The study suggests four types of SOCMINT, the first of which being open source: intelligence collected from open, publicly available sources where no private information is collected about an individual, (unless the user would have no expectation of privacy), and the methods of collection do not involve deception or interception.
The second category, directed surveillance SOCMINT, will see authorisation be required to gather private information about a person is taken from a public domain where there is a reasonable expectation of privacy. This step would see a detailed profile of the interests, views, and behaviour of a single named individual being built from openly available sources.
Covert human intelligence sources SOCMINT, the third category, will see police a relationship with a person for the covert purpose of obtaining information about them, including creation of fake social media accounts to join closed groups or chat rooms.
The fourth and final category, Intercept or intrusive covert surveillance SOCMINT, will require a warrant from the Secretary of State; and would include accessing direct messages on social media, as well as use of a crawler, spider, scraper, or another automated system to breach a robot.txt restriction in order to access data from a server without the permission of that server.
The report does warn: “However, digital freedom and liberty are increasingly important for citizens, and some aspects of policing work are not amenable to the norms and mores of social media. We therefore recommend that the police proceed with care.
“They should not underestimate the potentially transformative power of social media to their work, nor underestimate the legitimate concerns citizens have about misuse.

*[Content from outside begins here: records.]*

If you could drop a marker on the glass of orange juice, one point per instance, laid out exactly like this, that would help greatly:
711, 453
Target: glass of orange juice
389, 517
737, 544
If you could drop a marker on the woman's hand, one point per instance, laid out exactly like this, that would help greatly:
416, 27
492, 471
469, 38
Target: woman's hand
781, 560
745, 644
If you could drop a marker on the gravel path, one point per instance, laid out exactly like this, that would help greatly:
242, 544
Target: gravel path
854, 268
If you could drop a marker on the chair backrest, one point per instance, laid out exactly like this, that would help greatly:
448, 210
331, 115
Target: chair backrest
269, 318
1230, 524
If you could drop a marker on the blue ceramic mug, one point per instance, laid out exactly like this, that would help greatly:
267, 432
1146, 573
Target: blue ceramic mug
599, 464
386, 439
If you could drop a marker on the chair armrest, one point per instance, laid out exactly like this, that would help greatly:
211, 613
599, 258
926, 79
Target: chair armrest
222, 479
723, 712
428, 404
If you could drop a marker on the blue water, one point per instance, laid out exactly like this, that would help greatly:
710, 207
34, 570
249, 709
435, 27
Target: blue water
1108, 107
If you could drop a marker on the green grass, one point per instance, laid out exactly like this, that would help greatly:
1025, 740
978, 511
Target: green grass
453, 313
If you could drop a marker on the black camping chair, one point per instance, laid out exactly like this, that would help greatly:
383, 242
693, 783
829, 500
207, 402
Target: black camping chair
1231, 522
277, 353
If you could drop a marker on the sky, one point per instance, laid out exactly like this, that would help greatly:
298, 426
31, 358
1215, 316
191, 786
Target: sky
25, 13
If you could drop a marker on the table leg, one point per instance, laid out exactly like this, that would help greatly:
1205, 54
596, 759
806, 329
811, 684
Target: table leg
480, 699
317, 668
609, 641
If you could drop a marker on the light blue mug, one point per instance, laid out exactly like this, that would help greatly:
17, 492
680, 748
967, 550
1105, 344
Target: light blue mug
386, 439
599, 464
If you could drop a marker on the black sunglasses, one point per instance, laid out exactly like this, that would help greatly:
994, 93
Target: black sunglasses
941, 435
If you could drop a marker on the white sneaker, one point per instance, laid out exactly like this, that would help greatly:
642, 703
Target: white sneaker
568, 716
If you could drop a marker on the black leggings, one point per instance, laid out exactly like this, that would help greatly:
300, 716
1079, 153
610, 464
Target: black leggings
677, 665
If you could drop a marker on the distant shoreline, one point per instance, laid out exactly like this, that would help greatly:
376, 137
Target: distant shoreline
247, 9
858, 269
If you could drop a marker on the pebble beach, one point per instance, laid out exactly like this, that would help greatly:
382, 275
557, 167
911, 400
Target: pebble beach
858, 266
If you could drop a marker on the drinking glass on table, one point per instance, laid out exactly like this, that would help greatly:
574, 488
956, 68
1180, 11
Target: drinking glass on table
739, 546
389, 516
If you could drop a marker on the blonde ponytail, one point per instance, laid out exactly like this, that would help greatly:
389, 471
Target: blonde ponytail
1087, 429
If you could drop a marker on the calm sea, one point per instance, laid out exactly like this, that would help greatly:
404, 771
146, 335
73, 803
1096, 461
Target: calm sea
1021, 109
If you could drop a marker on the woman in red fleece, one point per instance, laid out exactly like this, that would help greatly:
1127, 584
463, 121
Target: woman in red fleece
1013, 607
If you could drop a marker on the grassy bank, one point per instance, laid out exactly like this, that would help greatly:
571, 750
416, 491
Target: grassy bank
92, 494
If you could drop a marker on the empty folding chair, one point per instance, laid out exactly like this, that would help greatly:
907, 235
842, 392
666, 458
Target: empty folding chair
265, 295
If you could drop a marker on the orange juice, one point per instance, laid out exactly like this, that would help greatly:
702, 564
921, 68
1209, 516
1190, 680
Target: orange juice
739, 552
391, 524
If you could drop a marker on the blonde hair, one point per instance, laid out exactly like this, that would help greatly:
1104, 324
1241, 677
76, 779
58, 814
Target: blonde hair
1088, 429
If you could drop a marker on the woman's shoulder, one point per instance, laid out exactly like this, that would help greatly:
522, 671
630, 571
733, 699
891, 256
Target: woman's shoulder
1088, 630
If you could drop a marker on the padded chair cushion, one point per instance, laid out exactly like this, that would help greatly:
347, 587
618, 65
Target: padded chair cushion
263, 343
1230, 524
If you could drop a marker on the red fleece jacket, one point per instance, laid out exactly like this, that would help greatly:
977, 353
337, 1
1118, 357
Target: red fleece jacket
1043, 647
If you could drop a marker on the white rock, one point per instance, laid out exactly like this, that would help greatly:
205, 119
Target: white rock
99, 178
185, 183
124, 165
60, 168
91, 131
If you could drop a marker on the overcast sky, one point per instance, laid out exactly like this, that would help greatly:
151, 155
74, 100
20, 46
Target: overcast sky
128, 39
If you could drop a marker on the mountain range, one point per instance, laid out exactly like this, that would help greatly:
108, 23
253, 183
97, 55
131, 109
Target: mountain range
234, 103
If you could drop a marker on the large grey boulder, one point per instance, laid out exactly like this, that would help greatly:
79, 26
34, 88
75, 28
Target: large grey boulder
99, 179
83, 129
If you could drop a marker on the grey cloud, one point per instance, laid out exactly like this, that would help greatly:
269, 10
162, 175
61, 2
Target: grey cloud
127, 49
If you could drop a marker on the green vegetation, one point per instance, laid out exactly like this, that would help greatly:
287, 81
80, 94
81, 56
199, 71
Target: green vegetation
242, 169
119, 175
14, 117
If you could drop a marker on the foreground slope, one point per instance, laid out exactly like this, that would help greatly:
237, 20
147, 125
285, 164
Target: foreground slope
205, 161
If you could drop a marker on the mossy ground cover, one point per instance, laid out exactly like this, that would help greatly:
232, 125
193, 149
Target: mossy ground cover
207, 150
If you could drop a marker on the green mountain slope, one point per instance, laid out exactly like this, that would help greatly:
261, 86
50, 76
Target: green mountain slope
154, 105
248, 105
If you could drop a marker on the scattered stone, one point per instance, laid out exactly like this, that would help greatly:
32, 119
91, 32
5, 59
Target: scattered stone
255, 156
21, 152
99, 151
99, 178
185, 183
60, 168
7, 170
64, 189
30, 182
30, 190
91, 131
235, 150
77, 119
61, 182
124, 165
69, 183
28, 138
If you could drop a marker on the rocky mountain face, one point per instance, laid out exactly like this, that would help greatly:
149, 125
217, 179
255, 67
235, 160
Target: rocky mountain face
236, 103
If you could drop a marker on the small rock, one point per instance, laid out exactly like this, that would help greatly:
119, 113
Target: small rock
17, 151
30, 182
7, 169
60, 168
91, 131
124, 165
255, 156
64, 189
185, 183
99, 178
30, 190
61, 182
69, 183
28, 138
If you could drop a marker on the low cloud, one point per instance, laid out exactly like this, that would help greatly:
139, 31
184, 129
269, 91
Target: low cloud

“Public attitudes towards data sovereignty and privacy (even on open platforms) change quickly, and there is a reputational risk if law enforcement agencies are seen to be ‘snooping’ online.”
The Demos report hails the success of social media use by the police during the 2011 riots, where police uploaded photos to a Flickr Stream and a dedicated website that compiled images of people thought to be involved in looting, leading to over 700 arrests, and 167 people being charged.
Greater Manchester Police used Twitter to name and shame those convicted of the riots in August 2011.
Demos suggested that each constabulary should have a single dedicated, operational lead for social media to integrate the various applications.